The Big Engineering Issue

The Big Engineering Issue

The Live Bank holiday Monday 'Battle for Number 10. May Vs Corbyn' on channel 4, was a real eye opener for the many people, who are still undecided on who to vote. With only a week left to go to the general election on June 8th, we noticed for the first time a real sense of acknowledgment for the widening skill gaps; both parties accepting that if investment was not effectively pumped into STEM related studies then there could be serious implications for our younger generations.

With austerity measures slashing budgets and education services we have effectively widen Britain's skills gap, the need now for an effective industrial strategy is paramount. For the first time on Monday night, politicians brought manufacturing, technology and engineering issues to the forefront of their agenda's; with the two leaders admitting that there had been a real lack of funding in STEM related careers, the realisation that we are being left behind with a weak talent pool is disheartening. Not only does this reveal the enormity of the gap but how it could effect Brexit negotiations, as we currently need migrating workers to fill this gap..

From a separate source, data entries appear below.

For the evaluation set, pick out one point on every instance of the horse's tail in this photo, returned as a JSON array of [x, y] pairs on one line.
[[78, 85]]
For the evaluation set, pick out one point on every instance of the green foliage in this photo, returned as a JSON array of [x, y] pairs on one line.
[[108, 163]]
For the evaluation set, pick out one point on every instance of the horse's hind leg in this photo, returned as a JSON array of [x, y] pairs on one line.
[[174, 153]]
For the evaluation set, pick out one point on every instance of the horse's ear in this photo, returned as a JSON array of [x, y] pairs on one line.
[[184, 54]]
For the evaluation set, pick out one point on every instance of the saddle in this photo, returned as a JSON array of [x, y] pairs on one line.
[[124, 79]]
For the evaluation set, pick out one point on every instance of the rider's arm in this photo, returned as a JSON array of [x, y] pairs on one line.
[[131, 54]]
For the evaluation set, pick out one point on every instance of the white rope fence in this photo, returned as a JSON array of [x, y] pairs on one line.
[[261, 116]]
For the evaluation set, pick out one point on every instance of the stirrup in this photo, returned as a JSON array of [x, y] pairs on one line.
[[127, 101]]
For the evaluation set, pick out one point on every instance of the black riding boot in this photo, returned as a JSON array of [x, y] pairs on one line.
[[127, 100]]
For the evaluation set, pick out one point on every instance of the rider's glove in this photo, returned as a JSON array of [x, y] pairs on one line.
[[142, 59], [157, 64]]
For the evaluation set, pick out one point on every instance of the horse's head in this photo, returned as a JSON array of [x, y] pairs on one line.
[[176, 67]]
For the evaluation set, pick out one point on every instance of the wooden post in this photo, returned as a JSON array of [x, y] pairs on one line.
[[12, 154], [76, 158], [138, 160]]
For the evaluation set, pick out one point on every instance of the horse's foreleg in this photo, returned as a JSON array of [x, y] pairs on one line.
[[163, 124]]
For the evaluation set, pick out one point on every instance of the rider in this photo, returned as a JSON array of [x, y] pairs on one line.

Jeremy Corbyn commented on the need to “develop a much stronger manufacturing base and an innovative economy for the future” he then went on to stress that “the biggest challenge facing the economy in Britain today, was the skills gap and more funding was needed in these areas”.
Theresa May hit back by sharing her views on the skills shortage, she believes that “expansion of vocational education would be at the heart of a new proactive industrial strategy”  the plans to pledge £170million in funding for technical institutions revealed her governments commitment. But the question still remains, how are we going to fill the skills gap whilst we invest and train in new talent?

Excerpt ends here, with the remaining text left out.